Autologous cells = cells collected from the patient and transplanted back into the patient
Allogeneic cells = cells collected from a matching healthy donor
Outside of the US, other stem cell therapies that have been approved by health authorities. In Europe for example, stem cells are used to treat stem cell deficiency in the eye caused by burns (Holoclar), a type of immunodeficiency (Strimvelis), and perianal fistulas in Crohn’s disease (Alofisel).
In the eye, the transplanted stem cells act by becoming cells of the cornea, multiplying and forming a reservoir of stem cells that can regenerate the tissue.
In the case of the immunodeficiency, stem cells populate the bone marrow and secrete a molecule that these patients are lacking, reversing the immunodeficiency.
In the case of perianal fistulas, a highly inflamed area on the perianal skin surface, stem cells act to reduce the inflammation by secreting anti-inflammatory molecules.
In the two latter examples, we describe another interesting stem cell mechanism of action – production and secretion of beneficial molecules that send signals to surrounding tissue to promote the repair process. Even if it is not the previously described ‘replacement’ therapy, it is potentially a complementary or an even better mechanism of action promoting organ regeneration.
Immunodeficiency = condition in which the immune system is weakened and unable to defend the body against harmful germs.
Perianal fistula = A condition which often manifests as an abscess around the anus
Cornea = transparent tissue covering the eye that is essential in vision
These stem cell therapies have been extremely challenging to develop: scientists have been investigating stem cell therapies for decades and these products have only been approved in the past 10 years for a limited number of diseases. There are thousands of clinical trials worldwide investigating the clinical benefit of stem cells for diseases such as heart failure, stroke and diabetes. Unfortunately, many of them are showing inconclusive results at this stage and are very difficult to compare. In addition, bringing stem cell treatment to the market will face additional challenges from a manufacturing perspective. We may have had standards for research and manufacturing of small molecule therapies but bringing cells into the picture will require a lot of process optimisation and standardisation, because they are alive and living things tend to have many more sources of variability. Finally, the regulatory framework of various markets is constantly evolving in this era of advanced treatments (including stem cells), and guidelines may change as we learn more about the nature of this therapy. This means that stem cell therapy programs will have to be flexible and adapt to the changing regulations.

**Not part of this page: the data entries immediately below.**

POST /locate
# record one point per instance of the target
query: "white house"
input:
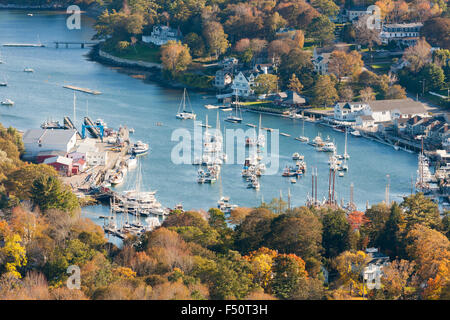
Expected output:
(222, 79)
(405, 33)
(242, 85)
(38, 140)
(379, 110)
(320, 61)
(161, 35)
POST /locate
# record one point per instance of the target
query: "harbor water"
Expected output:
(141, 105)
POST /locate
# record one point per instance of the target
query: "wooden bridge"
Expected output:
(82, 44)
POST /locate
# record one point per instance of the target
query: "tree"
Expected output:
(277, 48)
(47, 192)
(420, 210)
(325, 93)
(336, 231)
(266, 83)
(288, 271)
(295, 84)
(195, 44)
(397, 277)
(350, 266)
(430, 250)
(434, 77)
(437, 31)
(322, 29)
(342, 64)
(299, 232)
(261, 262)
(345, 93)
(388, 234)
(251, 232)
(175, 57)
(418, 55)
(326, 7)
(364, 35)
(12, 254)
(274, 22)
(367, 94)
(216, 38)
(395, 92)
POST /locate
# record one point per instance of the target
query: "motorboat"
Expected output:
(183, 113)
(131, 162)
(139, 148)
(297, 156)
(7, 102)
(355, 133)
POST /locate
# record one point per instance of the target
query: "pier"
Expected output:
(24, 45)
(92, 128)
(85, 90)
(69, 125)
(82, 44)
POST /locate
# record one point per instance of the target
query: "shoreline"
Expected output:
(153, 71)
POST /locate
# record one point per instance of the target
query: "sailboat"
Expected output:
(184, 114)
(4, 83)
(235, 118)
(261, 141)
(303, 138)
(346, 155)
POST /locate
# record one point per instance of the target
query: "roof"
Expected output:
(294, 98)
(367, 118)
(404, 25)
(59, 159)
(48, 136)
(51, 153)
(405, 106)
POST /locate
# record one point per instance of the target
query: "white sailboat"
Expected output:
(237, 116)
(346, 155)
(4, 83)
(303, 138)
(184, 114)
(7, 102)
(261, 140)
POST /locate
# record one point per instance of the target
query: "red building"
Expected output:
(61, 164)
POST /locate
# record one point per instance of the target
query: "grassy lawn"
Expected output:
(139, 51)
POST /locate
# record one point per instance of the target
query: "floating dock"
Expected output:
(24, 45)
(85, 90)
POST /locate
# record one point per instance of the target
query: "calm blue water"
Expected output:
(128, 101)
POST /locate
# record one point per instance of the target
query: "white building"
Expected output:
(38, 140)
(355, 13)
(242, 85)
(379, 110)
(405, 33)
(222, 79)
(161, 35)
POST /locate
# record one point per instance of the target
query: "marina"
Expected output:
(128, 101)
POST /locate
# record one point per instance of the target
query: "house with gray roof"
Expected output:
(380, 110)
(39, 140)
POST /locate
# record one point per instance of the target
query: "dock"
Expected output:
(24, 45)
(82, 44)
(93, 130)
(85, 90)
(69, 125)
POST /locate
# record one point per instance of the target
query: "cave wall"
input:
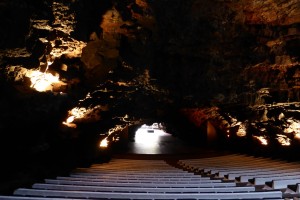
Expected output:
(203, 53)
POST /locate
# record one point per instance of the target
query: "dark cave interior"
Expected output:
(73, 72)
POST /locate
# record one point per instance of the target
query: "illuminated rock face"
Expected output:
(173, 54)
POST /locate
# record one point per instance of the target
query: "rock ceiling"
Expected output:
(232, 63)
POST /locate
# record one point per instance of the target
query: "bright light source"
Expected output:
(283, 140)
(262, 139)
(149, 137)
(104, 143)
(42, 81)
(241, 131)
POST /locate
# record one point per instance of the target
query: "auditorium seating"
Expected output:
(233, 176)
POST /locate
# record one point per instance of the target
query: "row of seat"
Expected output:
(140, 179)
(267, 173)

Overall, stem cell therapy is clearly an extremely exciting field with great promises and hopes. However, even if there is plenty of research focused on this field and a lot of media hype, only few made it successfully through the scrutiny of pre-clinical and clinical testing to be approved by regulatory bodies. It is still a very recent development in the healthcare space, and much more research needs to be done to understand how stem cells work before these ground-breaking therapies are widely available and become the new standard.